Reverse Logistics will see Significant Digital Overhaul
Returns are an inevitable part of the online retail strategy. When the pandemic drove up online sales volumes, returns too picked up pace. More customers shopping online for the first time resulted in most shoppers buying items that were not compatible with their lifestyles. Requests for return of the product rose as a result. The journey back from the customer to the warehouse is not easy. This is where investments in reverse logistics are likely to become a crucial element. By 2025 it is predicted that the global reverse logistics market size will cross USD 603.9 Billion. At one level, retailers will focus their energy on providing the specific information customers need about the product across the buyer journey to enable the customers to make the right decision with confidence. Also, online retailers will have to go the extra mile to educate customers about their return policies. They will also have to upgrade the digital infrastructure to enable smooth return operations when required.

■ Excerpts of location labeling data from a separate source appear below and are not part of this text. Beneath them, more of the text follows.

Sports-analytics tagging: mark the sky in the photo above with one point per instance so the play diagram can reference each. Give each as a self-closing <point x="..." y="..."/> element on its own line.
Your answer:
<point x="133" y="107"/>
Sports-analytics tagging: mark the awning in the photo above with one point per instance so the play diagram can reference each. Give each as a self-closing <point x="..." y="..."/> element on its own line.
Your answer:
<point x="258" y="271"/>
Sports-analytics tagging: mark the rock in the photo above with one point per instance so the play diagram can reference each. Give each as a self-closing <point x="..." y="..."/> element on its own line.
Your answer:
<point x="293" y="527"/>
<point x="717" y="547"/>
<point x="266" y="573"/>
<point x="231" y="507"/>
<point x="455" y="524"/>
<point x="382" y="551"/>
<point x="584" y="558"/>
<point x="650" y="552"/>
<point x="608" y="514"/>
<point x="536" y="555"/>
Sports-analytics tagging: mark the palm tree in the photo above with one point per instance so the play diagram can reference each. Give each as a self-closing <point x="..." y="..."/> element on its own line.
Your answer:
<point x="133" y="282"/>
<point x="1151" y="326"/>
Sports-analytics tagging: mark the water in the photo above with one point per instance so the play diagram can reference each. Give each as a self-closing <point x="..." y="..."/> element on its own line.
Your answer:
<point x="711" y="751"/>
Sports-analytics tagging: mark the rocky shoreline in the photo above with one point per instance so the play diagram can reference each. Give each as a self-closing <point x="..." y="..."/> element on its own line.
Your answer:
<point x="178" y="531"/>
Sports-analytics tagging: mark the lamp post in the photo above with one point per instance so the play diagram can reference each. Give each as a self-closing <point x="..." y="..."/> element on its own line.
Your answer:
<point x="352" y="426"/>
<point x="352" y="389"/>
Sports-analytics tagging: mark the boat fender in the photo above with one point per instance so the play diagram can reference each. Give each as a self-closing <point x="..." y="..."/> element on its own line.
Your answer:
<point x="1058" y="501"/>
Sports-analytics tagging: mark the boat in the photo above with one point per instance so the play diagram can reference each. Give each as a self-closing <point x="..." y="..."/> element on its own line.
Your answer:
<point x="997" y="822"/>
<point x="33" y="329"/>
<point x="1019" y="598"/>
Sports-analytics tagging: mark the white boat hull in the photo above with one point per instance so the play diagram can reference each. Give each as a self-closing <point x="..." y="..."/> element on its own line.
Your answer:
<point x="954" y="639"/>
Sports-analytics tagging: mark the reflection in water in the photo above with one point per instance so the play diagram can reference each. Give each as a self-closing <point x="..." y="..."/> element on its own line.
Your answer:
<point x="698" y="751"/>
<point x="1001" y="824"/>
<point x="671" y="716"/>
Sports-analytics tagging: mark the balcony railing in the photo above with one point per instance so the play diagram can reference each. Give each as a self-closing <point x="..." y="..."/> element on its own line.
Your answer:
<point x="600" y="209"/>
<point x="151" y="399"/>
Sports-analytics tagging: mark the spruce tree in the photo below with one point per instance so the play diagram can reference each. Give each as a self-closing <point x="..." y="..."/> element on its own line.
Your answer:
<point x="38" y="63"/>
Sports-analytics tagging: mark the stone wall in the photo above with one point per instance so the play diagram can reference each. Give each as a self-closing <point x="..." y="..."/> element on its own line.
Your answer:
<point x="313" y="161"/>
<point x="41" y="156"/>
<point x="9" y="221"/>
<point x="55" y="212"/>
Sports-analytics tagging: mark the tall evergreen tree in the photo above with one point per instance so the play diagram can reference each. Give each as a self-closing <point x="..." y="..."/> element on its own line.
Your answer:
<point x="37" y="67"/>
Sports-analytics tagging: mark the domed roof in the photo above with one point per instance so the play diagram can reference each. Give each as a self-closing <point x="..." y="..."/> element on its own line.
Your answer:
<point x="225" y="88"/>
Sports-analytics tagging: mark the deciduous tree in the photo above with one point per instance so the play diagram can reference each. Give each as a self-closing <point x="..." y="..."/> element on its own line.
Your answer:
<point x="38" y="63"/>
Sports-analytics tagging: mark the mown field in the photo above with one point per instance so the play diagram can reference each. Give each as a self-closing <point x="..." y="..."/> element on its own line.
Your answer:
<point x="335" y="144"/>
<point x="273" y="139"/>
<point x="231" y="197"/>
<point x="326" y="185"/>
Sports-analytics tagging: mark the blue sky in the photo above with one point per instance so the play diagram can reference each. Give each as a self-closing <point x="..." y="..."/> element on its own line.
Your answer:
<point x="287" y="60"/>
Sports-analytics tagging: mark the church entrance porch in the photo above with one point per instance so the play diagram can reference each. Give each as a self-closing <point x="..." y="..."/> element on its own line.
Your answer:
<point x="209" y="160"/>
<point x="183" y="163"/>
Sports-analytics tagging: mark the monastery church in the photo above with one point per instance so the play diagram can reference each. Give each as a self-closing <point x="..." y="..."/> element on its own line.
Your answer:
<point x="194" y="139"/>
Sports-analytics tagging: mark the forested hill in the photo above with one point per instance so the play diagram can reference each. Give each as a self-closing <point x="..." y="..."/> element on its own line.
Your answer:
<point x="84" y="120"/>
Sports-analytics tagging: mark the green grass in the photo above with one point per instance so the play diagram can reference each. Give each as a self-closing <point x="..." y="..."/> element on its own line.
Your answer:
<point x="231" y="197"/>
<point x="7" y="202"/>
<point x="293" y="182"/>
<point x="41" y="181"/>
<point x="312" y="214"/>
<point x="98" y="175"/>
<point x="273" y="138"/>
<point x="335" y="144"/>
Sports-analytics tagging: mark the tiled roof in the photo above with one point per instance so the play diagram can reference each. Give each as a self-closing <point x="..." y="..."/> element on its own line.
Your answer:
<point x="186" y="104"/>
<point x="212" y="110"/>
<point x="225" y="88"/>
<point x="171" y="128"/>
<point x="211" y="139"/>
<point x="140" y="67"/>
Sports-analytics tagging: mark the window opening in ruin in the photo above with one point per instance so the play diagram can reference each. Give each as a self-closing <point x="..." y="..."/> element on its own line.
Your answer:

The pandemic saw the rising adoption of digital wallets and other touch-free payment options. This trend is likely to continue. More customers will want multiple payment options showcased to them when they shop online. They will want the ease of use, transparent views of what is happening to the purchase, and confidence in the end-to-end security of the process. Online retail brands will have to leverage customer analytics to define the most appropriate payment options for their target customer base out of a growing number of choices. In fact, knowing what the customer wants will be a recurring theme in defining digital customer experiences that will help drive the buyer journey forward.
It’s been said that the last few months created more acceptance of digital transformation than in the last decade. The online retail industry, which was already cashing in on benefits like location flexibility, thrived during the pandemic. As the new normalcy begins to get established, there will likely be an influx of new generation technology innovations for online retailers to adopt to stay relevant in a highly competitive space.